Former Baltimore mayor Kurt L. Schmoke stated that Dixon owed her constituents an apology.

==Resignation==
On January 6, 2010, as part of a plea agreement reached with prosecutors, Dixon announced that she was resigning as Mayor, effective February 4, 2010. Per the Baltimore city charter, City Council President Stephanie Rawlings-Blake succeeded her. Under the terms of the agreement Dixon will get probation before judgment (PBJ) in the recent case where she had been found guilty, as well as in a perjury trial that had been scheduled for March, 2010. Under the Criminal Procedure Article, sec. 6-220 of the Annotated Code of Maryland, a PBJ is not a conviction, thereby enabling her to keep her $83,000 pension. Also, under Maryland law, a PBJ may be expunged from one's record once the probationary period is over.
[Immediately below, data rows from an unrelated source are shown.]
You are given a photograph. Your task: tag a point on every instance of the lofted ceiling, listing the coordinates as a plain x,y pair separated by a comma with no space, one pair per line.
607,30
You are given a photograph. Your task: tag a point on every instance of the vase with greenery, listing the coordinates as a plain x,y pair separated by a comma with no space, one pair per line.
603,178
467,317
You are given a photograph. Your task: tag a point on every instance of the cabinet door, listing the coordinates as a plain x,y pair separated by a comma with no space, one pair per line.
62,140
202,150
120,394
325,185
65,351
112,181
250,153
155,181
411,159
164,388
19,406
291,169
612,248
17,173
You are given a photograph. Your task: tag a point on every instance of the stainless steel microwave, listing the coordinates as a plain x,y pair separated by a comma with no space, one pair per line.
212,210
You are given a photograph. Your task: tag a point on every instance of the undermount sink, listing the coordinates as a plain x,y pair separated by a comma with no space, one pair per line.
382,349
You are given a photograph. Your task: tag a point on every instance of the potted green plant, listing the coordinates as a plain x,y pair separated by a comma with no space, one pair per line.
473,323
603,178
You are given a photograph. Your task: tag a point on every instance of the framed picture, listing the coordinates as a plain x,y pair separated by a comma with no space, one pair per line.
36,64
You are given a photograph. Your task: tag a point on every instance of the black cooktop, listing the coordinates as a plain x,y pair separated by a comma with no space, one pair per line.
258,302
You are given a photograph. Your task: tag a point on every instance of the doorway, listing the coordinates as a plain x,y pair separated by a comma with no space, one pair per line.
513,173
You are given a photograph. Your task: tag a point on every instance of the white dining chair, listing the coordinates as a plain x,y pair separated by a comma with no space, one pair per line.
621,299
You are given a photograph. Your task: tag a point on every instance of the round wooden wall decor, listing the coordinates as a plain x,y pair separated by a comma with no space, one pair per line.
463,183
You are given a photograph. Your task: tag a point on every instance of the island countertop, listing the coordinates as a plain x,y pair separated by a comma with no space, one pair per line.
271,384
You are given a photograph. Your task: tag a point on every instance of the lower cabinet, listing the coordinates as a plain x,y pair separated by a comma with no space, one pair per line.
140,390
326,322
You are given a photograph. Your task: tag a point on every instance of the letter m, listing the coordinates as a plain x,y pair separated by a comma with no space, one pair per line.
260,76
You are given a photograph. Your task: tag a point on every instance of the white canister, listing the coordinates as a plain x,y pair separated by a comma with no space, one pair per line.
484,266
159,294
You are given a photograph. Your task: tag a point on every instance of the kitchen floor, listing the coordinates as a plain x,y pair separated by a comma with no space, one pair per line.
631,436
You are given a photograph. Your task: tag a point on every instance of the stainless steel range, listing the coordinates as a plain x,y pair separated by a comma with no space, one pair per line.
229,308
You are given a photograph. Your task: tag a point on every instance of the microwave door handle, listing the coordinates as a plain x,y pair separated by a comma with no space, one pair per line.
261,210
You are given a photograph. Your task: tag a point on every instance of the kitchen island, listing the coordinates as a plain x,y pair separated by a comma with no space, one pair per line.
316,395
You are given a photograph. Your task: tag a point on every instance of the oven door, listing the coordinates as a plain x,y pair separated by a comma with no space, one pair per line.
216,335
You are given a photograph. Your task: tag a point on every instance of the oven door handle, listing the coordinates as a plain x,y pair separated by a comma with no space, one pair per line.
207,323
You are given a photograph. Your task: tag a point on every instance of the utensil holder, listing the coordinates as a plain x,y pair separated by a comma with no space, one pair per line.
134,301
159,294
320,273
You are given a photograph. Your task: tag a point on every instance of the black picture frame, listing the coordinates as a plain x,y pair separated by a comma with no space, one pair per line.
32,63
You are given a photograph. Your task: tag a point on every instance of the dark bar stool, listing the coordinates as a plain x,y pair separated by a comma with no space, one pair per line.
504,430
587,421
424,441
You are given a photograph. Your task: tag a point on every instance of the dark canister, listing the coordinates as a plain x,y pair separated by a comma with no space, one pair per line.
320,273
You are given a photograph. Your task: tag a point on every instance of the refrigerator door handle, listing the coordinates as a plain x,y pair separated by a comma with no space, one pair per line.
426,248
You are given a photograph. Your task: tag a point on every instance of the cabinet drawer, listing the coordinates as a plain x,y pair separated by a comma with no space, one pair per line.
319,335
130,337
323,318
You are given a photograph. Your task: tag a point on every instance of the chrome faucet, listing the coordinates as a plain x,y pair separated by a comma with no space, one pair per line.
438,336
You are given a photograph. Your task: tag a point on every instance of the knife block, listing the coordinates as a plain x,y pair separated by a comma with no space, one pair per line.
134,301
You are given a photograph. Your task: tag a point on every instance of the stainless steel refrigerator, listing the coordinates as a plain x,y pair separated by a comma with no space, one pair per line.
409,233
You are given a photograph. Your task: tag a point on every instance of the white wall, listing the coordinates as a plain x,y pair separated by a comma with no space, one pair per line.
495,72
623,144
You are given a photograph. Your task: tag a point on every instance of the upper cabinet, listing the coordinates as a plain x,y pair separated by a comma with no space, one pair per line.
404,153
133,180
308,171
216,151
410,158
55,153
Dixon was sentenced to four years of probation under the terms of the agreement. She also will be required to donate $45,000 to the Bea Gaddy Foundation and to serve 500 hours of community service at Our Daily Bread. In addition, she has agreed to sell gifts she received from developers, including a fur coat and electronics that she purchased with gift cards. She agreed to not seek office in the city of Baltimore or state of Maryland during the term of her probation and she will not solicit or accept taxpayer money to pay her defense fees.

==Subsequent charges==
In November 2012, Dixon was charged with violating the terms of her probation, for failure to make restitution payments to charity on schedule.
Dixon, however, made her full payments to charity and her probation was lifted after December 2012.